Storing Array Metadata


#1

Besides the data stored in the cells of the array, there is metadata associated with the array and not with the individual cells. I wonder what is the best way to store this metadata.

For example, assume that an instrument generates a matrix of 1000x500 intensities. Besides this intensities matrix, there are instrument settings used to do the measuring like power and wavelength. What is the best way to store such metadata?


Here are some possible options:

1. Additional Dimensions

One could create an array with four dimensions, two for the 1000x500 intensities matrix and one for each of the metadata values (power and wavelength), like this:

CREATE ARRAY data<intensity: double>
  [i=1:1000,1000,0, j=1:500,500,0, power=1:100,100,0, wavelen=1:1000,1000,0]

This might work best, but it would generate a large number of dimensions if there are a lot of metadata values. Also, this might get complex if the additional dimensions cannot be easily mapped to integer values.

2. Additional Attributes

Another approach would be to store the metadata as additional attributes in each cell, like this:

CREATE ARRAY data<intensity: double, power: int8, wavelen: int8>
  [i=1:1000,1000,0, j=1:500,500,0]

This can easily accommodate for metadata for different types, but would create a lot of duplicate data since an array instance will have the same power and wavelen in every cell.

3. Additional Array

The metadata can be stored an an additional array which as a 1:1 mapping to the data array, like this:

CREATE ARRAY metadata<power: int8, wavelen: int8>
  [data_id=0:*,1000,0]

This would probably be the simplest way but would require joins to retrieve the metadata.

4. Nested Arrays

Maybe the cleanest approach would be to have a nested array as mentioned in The architecture of SciDB, where the data array would have three attributes (1000x500 matrix for intensities, power and wavelen) and a single dimension. I am not sure what are the plans for adding nested arrays to SciDB.


In the past, this has been briefly discussed here:


#2

The short answer to your question is that there is no short answer to your question.

:wink:

But let me try to help out with some observations:

  1. The “meta-data in attributes” strategy? I wouldn’t worry about the data duplication. At least not if what you’re worried about is increasing the volume of physical data you’re storing. At the physical level SciDB will encode and compress the heck out of that kind of data.

  2. We didn’t go with nested arrays mostly because of lessons from the SQL / relational world, where first normal form has proved itself a very durable. The problem with “nested” arrays (like nested tables) is that it complicates the query language, optimization problem, and physical plan design without improving performance at all. If you think about it, adding a dimension is (more or less) the sam as nested arrays.

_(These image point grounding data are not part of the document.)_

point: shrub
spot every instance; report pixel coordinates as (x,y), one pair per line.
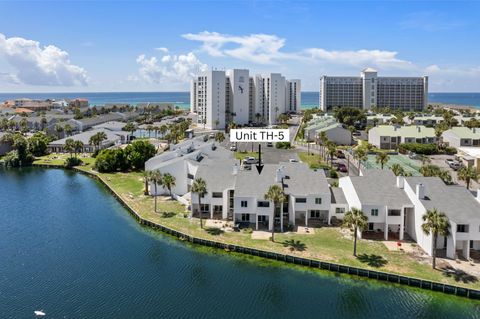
(450,150)
(425,149)
(72,161)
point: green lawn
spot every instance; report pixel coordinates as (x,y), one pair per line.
(327,243)
(57,159)
(242,155)
(313,160)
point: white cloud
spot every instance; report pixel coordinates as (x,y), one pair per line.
(37,65)
(257,48)
(266,49)
(169,69)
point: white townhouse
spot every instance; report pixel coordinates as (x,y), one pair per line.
(307,196)
(390,136)
(461,208)
(379,194)
(395,205)
(424,119)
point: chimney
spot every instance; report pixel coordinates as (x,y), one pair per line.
(279,175)
(420,191)
(400,181)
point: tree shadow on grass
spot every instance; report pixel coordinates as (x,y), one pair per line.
(372,260)
(294,245)
(458,275)
(214,231)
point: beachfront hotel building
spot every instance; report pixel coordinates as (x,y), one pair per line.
(370,90)
(221,97)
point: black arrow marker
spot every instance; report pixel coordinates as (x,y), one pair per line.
(259,166)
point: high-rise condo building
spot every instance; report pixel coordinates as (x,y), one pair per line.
(219,97)
(369,90)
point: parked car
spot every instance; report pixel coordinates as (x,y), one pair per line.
(449,161)
(250,160)
(455,165)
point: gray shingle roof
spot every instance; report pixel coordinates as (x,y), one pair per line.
(299,180)
(453,200)
(338,196)
(379,187)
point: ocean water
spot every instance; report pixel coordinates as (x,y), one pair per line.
(67,247)
(182,99)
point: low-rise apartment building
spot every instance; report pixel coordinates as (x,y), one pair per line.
(390,136)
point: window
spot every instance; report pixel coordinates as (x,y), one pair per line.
(314,214)
(245,217)
(263,204)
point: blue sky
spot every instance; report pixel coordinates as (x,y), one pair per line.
(158,45)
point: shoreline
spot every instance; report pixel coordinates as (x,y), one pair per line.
(309,263)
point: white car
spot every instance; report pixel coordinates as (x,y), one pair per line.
(250,160)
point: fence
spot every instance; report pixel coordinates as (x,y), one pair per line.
(339,268)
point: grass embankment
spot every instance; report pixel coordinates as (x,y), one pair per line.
(242,155)
(328,243)
(314,161)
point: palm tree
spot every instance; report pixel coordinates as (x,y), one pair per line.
(219,137)
(168,181)
(68,129)
(331,148)
(69,146)
(356,221)
(382,158)
(360,154)
(78,147)
(156,178)
(397,169)
(97,139)
(467,174)
(435,223)
(199,187)
(275,194)
(163,129)
(130,127)
(323,139)
(58,129)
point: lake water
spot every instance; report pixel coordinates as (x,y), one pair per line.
(182,99)
(69,248)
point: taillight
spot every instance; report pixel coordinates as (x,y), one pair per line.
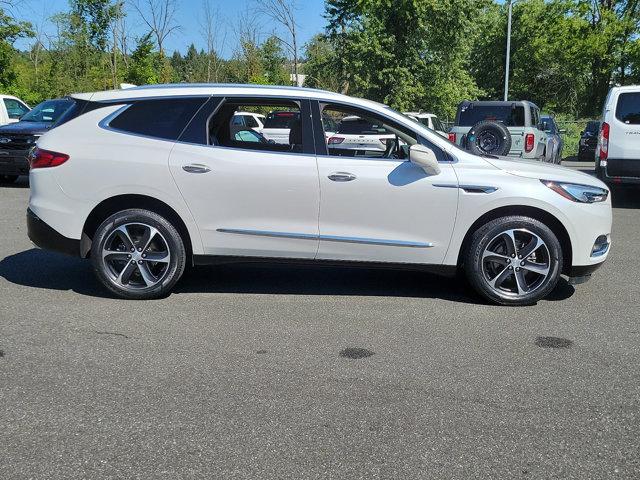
(603,141)
(529,140)
(44,158)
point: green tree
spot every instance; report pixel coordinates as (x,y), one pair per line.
(143,64)
(424,66)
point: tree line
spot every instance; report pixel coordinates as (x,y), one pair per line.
(411,54)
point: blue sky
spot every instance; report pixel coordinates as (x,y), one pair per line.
(310,19)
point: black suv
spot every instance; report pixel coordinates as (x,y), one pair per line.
(17,139)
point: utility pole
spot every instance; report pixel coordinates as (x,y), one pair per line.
(507,66)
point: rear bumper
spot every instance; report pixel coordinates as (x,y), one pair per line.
(45,237)
(13,163)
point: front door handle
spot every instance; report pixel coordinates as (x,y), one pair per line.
(196,168)
(342,177)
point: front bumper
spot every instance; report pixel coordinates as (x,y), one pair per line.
(45,237)
(14,162)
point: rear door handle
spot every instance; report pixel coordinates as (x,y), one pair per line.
(196,168)
(342,177)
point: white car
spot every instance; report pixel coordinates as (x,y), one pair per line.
(363,134)
(11,109)
(618,150)
(429,120)
(254,121)
(148,180)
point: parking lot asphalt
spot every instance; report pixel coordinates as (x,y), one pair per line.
(276,372)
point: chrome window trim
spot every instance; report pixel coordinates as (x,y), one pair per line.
(327,238)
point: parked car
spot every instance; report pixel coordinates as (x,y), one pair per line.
(429,120)
(277,125)
(255,121)
(588,142)
(17,139)
(11,109)
(555,142)
(618,157)
(500,128)
(363,134)
(148,180)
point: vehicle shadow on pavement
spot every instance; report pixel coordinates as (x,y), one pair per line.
(41,269)
(311,280)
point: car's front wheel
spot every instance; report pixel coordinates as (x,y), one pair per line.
(514,260)
(138,254)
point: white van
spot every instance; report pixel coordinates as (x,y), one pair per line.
(618,151)
(11,109)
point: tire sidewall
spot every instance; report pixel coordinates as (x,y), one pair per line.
(484,235)
(171,236)
(498,129)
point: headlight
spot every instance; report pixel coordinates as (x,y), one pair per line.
(578,193)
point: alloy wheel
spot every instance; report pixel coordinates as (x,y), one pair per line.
(136,256)
(516,262)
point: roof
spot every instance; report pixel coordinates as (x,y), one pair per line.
(191,89)
(497,103)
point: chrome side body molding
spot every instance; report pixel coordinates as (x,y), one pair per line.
(328,238)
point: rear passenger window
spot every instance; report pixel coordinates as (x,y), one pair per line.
(283,128)
(628,108)
(162,118)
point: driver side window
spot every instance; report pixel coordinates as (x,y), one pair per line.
(353,132)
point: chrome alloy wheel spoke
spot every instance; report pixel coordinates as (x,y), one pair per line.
(136,255)
(516,262)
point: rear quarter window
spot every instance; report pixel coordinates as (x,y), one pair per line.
(161,118)
(628,108)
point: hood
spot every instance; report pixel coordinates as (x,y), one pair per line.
(29,128)
(543,171)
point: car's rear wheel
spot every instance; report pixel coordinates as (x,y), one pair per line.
(514,260)
(8,178)
(138,254)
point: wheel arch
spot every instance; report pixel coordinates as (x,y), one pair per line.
(115,204)
(543,216)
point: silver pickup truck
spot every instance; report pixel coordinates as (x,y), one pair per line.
(509,128)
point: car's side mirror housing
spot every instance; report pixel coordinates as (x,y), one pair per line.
(425,158)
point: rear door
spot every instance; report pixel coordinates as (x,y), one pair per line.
(250,198)
(382,208)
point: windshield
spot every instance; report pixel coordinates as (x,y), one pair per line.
(48,111)
(510,116)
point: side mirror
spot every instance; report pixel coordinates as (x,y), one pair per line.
(424,158)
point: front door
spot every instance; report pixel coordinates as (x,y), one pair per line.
(250,196)
(376,205)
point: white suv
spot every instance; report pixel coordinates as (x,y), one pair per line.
(618,150)
(146,180)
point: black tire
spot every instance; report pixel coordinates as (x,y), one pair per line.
(166,244)
(481,271)
(489,138)
(8,178)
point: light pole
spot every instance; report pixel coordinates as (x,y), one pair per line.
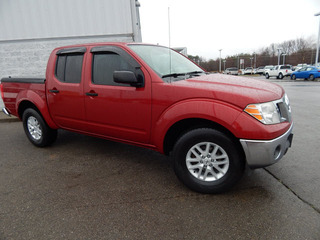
(279,51)
(284,57)
(317,53)
(220,61)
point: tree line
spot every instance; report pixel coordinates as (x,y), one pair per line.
(293,52)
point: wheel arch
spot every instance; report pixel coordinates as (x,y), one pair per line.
(183,126)
(25,104)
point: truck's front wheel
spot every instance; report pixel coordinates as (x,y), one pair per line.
(36,129)
(207,161)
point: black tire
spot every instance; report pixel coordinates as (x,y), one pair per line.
(281,76)
(267,76)
(36,129)
(311,77)
(217,168)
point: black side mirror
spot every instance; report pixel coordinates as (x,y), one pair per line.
(127,77)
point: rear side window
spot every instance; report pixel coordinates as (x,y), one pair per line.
(69,67)
(104,65)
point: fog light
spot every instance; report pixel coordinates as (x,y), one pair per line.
(277,152)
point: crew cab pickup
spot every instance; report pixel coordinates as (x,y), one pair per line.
(212,125)
(279,71)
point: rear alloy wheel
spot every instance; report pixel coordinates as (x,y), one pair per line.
(36,129)
(280,75)
(207,161)
(267,76)
(311,77)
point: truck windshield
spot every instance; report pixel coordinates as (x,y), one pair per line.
(167,63)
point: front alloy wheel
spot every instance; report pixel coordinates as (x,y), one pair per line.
(208,161)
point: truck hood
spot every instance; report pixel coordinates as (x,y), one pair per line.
(239,91)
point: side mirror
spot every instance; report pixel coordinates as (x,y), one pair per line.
(127,77)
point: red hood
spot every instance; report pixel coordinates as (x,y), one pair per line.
(239,91)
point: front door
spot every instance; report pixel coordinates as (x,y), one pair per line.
(65,91)
(119,111)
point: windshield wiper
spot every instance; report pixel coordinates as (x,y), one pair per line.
(175,75)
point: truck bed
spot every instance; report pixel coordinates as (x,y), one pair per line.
(20,88)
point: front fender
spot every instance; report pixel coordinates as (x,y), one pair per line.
(38,99)
(216,111)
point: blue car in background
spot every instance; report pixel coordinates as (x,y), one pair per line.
(310,73)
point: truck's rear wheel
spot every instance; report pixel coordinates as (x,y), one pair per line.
(36,129)
(281,76)
(207,161)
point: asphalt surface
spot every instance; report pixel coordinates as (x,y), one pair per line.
(88,188)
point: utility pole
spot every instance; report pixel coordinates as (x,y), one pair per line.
(317,53)
(220,61)
(279,54)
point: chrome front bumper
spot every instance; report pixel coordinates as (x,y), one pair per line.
(260,153)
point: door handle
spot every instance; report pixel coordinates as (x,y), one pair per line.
(92,94)
(54,91)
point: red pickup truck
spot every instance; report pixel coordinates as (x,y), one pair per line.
(212,125)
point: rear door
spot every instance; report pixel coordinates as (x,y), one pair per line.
(116,110)
(65,92)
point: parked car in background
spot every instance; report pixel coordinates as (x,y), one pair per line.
(299,66)
(260,70)
(279,71)
(232,71)
(268,67)
(248,70)
(310,73)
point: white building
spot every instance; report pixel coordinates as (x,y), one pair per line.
(31,29)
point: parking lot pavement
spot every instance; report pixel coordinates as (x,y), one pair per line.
(88,188)
(300,170)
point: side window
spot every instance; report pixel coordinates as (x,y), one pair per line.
(69,67)
(104,64)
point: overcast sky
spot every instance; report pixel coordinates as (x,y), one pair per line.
(235,26)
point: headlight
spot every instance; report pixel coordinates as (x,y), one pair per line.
(267,113)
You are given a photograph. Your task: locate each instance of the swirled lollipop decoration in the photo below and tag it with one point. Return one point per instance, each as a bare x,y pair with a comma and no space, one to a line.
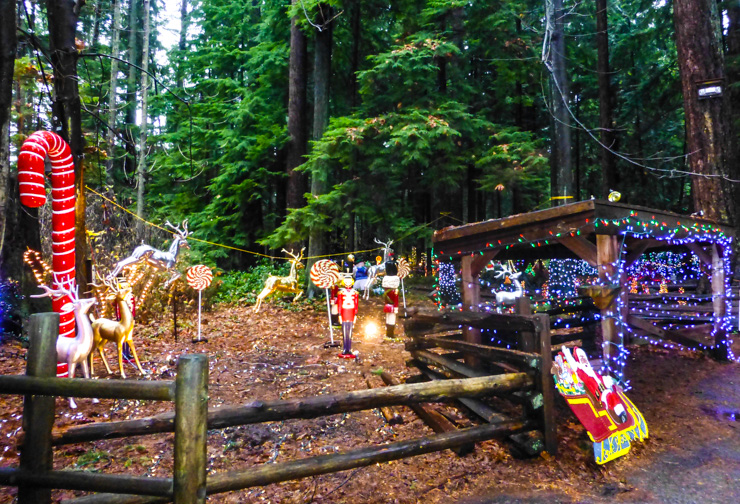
33,194
404,269
325,274
199,278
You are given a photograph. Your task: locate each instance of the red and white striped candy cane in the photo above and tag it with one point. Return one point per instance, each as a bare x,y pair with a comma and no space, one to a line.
33,194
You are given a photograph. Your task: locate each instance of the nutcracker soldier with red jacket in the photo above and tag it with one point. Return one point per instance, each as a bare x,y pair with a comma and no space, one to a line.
391,282
348,301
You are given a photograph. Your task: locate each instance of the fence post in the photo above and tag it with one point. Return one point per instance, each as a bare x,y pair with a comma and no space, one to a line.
525,339
38,411
191,409
545,383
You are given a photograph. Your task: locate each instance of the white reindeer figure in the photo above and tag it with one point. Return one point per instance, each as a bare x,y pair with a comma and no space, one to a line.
75,350
287,284
504,298
377,270
158,259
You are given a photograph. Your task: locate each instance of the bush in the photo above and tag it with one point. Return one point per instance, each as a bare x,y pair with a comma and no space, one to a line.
244,286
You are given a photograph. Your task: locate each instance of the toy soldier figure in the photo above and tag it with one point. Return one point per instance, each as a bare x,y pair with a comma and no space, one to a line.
349,264
390,296
348,301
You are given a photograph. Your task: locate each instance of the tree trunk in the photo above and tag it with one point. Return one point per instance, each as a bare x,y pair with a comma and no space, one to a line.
561,164
182,45
356,44
141,165
113,93
297,116
130,160
699,45
96,26
8,46
322,76
66,110
606,102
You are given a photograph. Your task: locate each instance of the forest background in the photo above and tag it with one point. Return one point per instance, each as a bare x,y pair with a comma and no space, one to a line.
272,124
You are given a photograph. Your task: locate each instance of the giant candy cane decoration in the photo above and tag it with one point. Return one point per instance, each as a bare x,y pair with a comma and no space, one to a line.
33,194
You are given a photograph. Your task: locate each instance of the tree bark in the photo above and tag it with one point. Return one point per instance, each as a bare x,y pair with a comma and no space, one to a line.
297,116
141,165
130,161
8,44
606,101
113,93
66,110
700,58
182,44
322,76
561,164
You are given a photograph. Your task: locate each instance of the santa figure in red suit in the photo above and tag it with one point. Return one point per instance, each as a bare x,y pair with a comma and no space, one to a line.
348,301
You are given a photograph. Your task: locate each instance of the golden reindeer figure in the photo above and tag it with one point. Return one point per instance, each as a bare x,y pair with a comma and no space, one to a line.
120,332
283,284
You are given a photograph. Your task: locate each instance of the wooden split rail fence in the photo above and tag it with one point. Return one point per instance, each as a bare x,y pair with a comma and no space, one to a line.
441,350
191,419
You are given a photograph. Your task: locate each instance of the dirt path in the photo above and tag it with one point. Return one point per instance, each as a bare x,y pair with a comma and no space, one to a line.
692,455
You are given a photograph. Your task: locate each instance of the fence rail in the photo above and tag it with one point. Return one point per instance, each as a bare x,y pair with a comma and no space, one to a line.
35,478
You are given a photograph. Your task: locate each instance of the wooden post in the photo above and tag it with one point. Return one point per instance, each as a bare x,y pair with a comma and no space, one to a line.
191,408
545,383
719,303
38,411
525,339
471,268
606,257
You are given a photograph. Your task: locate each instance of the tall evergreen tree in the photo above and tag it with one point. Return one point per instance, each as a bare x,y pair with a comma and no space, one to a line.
700,59
8,44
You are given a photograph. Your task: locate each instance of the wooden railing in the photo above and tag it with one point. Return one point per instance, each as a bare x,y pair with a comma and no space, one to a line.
456,357
191,418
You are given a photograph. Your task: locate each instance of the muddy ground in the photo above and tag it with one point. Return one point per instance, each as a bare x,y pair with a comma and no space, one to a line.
691,404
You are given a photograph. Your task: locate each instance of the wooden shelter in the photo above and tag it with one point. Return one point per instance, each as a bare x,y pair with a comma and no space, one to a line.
610,237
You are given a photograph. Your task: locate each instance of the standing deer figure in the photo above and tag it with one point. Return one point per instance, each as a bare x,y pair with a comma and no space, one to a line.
120,332
504,298
75,350
377,270
158,259
283,284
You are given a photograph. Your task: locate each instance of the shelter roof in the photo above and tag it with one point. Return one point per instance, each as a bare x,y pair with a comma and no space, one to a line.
555,231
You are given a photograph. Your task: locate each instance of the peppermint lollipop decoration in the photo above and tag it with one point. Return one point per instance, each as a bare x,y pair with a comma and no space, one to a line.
199,278
325,274
404,268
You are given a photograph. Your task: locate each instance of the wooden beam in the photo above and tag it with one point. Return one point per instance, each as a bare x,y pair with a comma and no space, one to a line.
191,410
546,385
607,254
705,258
580,247
719,302
528,360
636,251
390,413
304,407
661,333
38,411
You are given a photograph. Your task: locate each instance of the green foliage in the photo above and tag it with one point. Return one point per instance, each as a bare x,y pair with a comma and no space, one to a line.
243,286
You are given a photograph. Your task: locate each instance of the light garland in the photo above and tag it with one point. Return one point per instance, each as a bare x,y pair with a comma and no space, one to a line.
659,230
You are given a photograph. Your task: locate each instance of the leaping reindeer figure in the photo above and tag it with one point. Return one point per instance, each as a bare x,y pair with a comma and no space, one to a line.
158,259
75,350
504,298
377,270
283,284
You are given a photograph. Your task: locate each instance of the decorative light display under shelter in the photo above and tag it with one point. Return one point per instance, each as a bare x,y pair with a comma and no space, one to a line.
652,228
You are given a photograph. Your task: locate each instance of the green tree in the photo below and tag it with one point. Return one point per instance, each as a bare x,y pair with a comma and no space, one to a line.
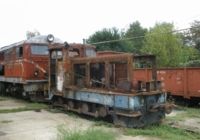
108,35
135,30
195,34
166,45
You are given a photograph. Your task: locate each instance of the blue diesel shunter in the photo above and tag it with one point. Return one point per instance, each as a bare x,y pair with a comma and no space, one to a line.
100,84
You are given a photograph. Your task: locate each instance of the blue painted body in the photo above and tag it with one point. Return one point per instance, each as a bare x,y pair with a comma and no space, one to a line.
115,100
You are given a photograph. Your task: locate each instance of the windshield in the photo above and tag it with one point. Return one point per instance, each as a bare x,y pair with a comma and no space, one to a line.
39,49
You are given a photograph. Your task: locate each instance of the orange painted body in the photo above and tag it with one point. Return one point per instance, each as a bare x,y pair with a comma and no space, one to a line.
24,67
178,81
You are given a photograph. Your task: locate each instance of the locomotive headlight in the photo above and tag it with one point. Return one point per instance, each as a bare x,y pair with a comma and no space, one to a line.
50,38
162,98
36,73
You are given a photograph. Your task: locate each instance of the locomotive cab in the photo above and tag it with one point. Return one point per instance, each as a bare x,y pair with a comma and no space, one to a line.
100,85
24,67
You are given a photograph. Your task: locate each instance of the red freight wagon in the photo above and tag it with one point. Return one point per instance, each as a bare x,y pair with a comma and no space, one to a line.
183,82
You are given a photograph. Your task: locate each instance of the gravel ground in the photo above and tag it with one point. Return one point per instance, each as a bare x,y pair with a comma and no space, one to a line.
43,125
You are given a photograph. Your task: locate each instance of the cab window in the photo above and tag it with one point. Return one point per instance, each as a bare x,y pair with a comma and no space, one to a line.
39,49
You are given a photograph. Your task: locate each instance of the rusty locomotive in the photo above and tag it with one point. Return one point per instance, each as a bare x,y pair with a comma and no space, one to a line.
100,84
80,79
24,67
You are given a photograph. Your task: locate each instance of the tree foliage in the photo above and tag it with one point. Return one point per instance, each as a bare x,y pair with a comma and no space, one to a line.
166,45
195,34
108,35
135,30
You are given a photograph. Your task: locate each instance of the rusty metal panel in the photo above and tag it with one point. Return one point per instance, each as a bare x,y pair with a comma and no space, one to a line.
178,81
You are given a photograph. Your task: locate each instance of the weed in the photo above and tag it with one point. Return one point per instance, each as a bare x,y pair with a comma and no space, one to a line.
31,106
6,121
90,134
164,132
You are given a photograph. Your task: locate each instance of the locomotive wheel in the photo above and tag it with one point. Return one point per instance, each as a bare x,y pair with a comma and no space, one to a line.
102,111
71,104
60,101
2,89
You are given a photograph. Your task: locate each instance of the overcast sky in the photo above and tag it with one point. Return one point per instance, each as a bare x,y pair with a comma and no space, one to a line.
73,20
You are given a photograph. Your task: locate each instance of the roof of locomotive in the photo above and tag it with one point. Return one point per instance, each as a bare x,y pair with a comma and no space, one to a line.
41,39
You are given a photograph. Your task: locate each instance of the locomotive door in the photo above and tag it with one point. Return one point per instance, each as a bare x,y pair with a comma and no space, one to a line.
55,68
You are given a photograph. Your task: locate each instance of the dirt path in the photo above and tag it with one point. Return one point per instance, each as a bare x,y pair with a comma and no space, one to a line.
44,125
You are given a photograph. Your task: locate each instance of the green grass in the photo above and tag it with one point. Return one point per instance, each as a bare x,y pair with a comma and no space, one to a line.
6,121
185,113
29,106
90,134
165,132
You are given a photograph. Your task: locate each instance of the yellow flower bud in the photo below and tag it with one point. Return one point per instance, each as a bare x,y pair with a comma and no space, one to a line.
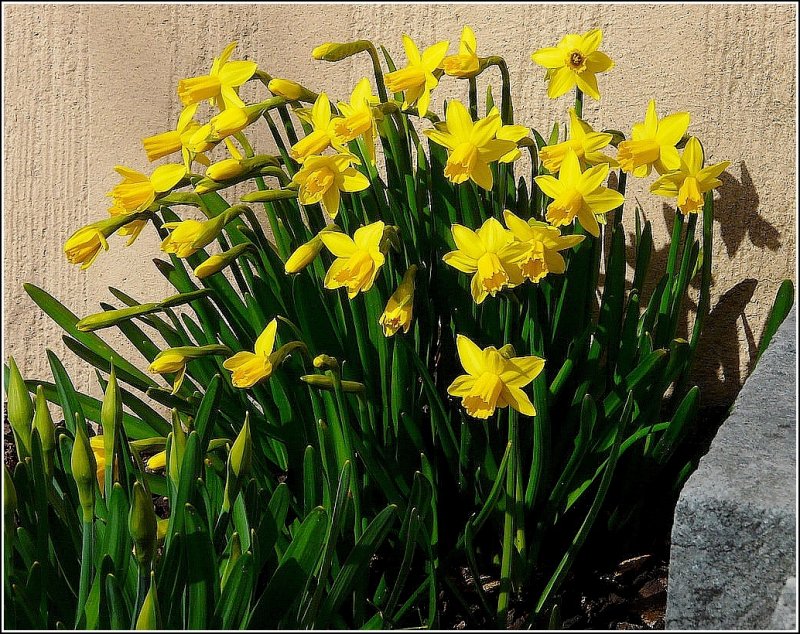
335,51
43,423
219,261
150,615
225,170
398,312
19,410
161,145
111,418
142,525
84,470
324,361
291,90
240,460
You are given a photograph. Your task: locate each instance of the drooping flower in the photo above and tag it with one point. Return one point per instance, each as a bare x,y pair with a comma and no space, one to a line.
653,142
359,117
417,80
322,137
494,379
84,246
471,146
174,360
692,180
177,140
137,191
249,368
490,255
578,194
322,178
358,259
399,308
189,236
466,63
220,84
574,62
544,243
583,140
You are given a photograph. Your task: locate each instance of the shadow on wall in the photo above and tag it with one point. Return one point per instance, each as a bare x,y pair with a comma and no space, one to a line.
718,362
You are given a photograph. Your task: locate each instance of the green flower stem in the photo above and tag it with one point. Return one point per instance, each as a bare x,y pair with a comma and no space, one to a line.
579,103
87,565
376,68
508,525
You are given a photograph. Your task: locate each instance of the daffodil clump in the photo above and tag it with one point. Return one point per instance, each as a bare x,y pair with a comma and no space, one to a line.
442,380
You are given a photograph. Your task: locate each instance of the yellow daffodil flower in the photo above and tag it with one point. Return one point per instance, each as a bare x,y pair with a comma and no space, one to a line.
138,191
189,236
652,143
490,254
249,368
322,178
471,146
359,117
585,142
174,360
358,259
692,180
322,137
177,140
574,62
466,63
399,308
578,194
493,379
417,80
219,85
84,246
544,243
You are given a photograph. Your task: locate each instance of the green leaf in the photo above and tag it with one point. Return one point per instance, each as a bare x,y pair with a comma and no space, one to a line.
784,299
285,588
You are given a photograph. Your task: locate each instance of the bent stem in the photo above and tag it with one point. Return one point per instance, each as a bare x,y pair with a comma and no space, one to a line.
508,526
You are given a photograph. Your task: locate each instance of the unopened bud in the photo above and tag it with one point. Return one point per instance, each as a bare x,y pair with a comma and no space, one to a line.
84,469
43,423
215,263
291,90
143,526
19,409
9,496
335,51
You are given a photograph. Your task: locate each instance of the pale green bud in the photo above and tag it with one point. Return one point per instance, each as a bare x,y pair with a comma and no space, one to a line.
336,51
43,423
143,525
84,469
9,495
20,410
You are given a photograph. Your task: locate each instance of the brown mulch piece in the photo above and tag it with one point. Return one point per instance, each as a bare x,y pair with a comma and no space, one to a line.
630,596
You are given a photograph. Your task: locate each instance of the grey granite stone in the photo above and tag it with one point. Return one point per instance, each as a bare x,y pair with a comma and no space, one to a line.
733,539
785,615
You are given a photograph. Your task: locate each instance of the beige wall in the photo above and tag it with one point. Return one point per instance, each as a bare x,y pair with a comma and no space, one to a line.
83,84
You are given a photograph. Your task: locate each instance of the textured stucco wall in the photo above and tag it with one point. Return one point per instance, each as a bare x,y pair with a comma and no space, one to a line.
84,83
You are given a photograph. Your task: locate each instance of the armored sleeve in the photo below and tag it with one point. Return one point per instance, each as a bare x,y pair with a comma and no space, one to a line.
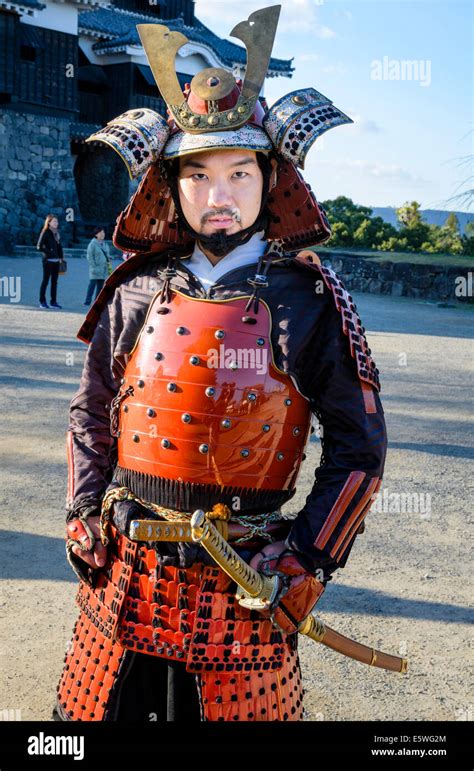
90,445
339,376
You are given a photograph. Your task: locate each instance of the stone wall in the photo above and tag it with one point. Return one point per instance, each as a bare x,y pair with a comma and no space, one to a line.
401,279
36,177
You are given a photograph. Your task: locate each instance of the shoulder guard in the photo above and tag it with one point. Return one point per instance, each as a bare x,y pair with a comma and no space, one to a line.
351,323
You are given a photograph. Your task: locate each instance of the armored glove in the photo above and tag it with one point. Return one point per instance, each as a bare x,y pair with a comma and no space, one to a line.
299,590
84,550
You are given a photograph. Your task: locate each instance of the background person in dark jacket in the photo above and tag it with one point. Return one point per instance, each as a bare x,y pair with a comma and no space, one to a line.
100,266
50,244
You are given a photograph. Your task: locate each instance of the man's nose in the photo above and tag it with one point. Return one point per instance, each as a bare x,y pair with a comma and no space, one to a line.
219,195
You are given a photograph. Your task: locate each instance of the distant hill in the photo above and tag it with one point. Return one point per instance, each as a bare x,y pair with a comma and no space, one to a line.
432,216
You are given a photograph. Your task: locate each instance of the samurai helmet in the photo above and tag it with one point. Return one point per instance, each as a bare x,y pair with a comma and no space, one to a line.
218,112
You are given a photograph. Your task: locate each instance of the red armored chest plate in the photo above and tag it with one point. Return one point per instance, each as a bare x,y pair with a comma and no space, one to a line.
209,405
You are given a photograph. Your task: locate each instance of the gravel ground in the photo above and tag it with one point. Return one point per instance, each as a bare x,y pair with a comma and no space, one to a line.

  3. Don’t worry about the cost of the joins. In general, the costs of the data manipulation work–whatever else it is you want to do with the data–generally dominates things. One problem, of course, is that expressing joins are a bit complex in SciDB’s query languages. But don’t let that hold you back (we’re looking at how we can fix that).

TL;DR version … SciDB is a DBMS, which means that schema design is an important aspect of using SciDB. Schema design is all about combining “data” and “meta-data” into a single, query-able database.